Introduction

In many parts of the world, annual variations in climate produce major seasonal changes in environmental conditions. The importance of seasonality in shaping temporal patterns of disease risk and livelihood impacts, and its relative neglect by researchers, was highlighted by Chambers [1, 2]. Yet seasonal dynamics still tend to have poorly specified implications for human health, especially within developing countries. Such changes are perhaps most marked on the flood plains of large rivers with high seasonal variation in discharge [3]. With the prospect of climate change bringing possible intensification of climatic seasonality in many regions [4], it is crucial to gain a better understanding of how seasonal hazards may affect health now [5]. Gold-standard epidemiological analysis of disease outcomes from hydro-meteorological hazards is challenging, partly because of the multiple transmission pathways for many water-related infections in settings of poor environmental health quality. However, there is important and undervalued practical scope for correlating data on the environmental hazard with data on health outcomes. Moreover, in order to understand the implications for public health and to design effective interventions in environmental health and health promotion, a broader reach of disciplines is also required that engages with how people living under conditions of poverty perceive and respond to such hazards [6, 7].

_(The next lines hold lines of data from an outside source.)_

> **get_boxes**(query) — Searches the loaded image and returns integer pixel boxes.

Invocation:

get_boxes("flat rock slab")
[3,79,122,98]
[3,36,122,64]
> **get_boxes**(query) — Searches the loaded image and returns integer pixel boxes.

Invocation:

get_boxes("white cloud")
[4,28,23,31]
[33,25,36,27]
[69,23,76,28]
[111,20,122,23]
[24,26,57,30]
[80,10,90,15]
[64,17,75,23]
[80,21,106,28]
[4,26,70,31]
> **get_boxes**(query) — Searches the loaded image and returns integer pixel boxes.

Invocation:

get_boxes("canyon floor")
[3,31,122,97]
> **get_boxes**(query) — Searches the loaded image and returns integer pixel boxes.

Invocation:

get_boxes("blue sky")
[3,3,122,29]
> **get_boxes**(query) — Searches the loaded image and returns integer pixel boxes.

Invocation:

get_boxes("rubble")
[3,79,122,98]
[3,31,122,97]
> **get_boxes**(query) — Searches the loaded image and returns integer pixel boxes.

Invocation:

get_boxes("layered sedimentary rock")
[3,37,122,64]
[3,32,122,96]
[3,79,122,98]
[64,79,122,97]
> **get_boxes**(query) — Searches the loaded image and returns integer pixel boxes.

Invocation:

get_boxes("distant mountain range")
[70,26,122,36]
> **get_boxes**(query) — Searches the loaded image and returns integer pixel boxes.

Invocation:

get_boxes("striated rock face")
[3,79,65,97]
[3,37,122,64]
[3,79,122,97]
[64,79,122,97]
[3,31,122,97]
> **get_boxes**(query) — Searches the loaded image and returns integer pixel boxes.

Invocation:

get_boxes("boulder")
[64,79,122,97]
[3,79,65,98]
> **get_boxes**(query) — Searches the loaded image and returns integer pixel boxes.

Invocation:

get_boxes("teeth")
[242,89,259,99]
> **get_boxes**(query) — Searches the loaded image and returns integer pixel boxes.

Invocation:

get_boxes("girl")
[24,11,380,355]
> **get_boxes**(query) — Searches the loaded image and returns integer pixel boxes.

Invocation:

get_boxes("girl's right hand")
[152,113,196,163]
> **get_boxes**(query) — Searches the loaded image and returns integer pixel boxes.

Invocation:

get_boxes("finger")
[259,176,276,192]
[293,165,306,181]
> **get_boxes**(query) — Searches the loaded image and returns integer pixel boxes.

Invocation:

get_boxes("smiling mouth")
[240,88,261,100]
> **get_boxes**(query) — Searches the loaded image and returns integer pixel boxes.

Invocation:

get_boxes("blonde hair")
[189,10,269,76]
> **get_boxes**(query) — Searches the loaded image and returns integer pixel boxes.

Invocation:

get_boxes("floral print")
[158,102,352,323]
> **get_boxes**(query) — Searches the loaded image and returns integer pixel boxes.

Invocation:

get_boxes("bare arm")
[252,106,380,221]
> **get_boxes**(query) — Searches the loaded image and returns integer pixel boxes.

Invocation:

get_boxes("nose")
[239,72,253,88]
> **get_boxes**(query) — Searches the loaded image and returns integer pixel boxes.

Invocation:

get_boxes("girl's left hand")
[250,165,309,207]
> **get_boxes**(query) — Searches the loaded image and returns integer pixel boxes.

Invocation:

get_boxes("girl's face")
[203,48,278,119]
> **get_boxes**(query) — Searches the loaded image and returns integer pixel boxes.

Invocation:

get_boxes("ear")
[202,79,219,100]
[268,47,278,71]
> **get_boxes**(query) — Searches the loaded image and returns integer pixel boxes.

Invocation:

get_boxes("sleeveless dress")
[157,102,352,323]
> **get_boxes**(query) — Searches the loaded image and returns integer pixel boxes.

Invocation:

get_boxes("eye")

This short paper describes the design and field testing of a multi-disciplinary approach to analysis of health risks from seasonal environmental hazards in lower-income settings, as applied to a case study from the Mekong Delta in southern Vietnam. There, the risk of gastro-intestinal and other waterborne diseases is perceived to be heightened during the annual floods, when river water spills across fields and gardens, and in many cases enters houses for a period of several weeks [8]. However, there is also contrasting anecdotal evidence that diarrhoeal disease risk from water sources may be heightened during the dry season, when river levels are lowest. Understanding of this dynamic is constrained by insufficient evidence. The paper focuses on the experimental methodology applied to this problem, its field application, and initial lessons drawn from the research.

Methods

The methodology set out to examine the seasonal environment/health problem from hazard to outcome - combining analysis of changes in levels of environmental contamination, seasonal variations in disease incidence and a social scientific analysis of health behaviour in order to understand changing risk to public health. At the same time, recognizing the challenges for research in a developing country context, the approach places emphasis on efficiency of data collection, featuring both spatial concentration (case study methodology with intensive multidisciplinary research at ward-level) and multiple data strands to facilitate triangulation of findings. As such the methods used were simultaneously holistic but streamlined.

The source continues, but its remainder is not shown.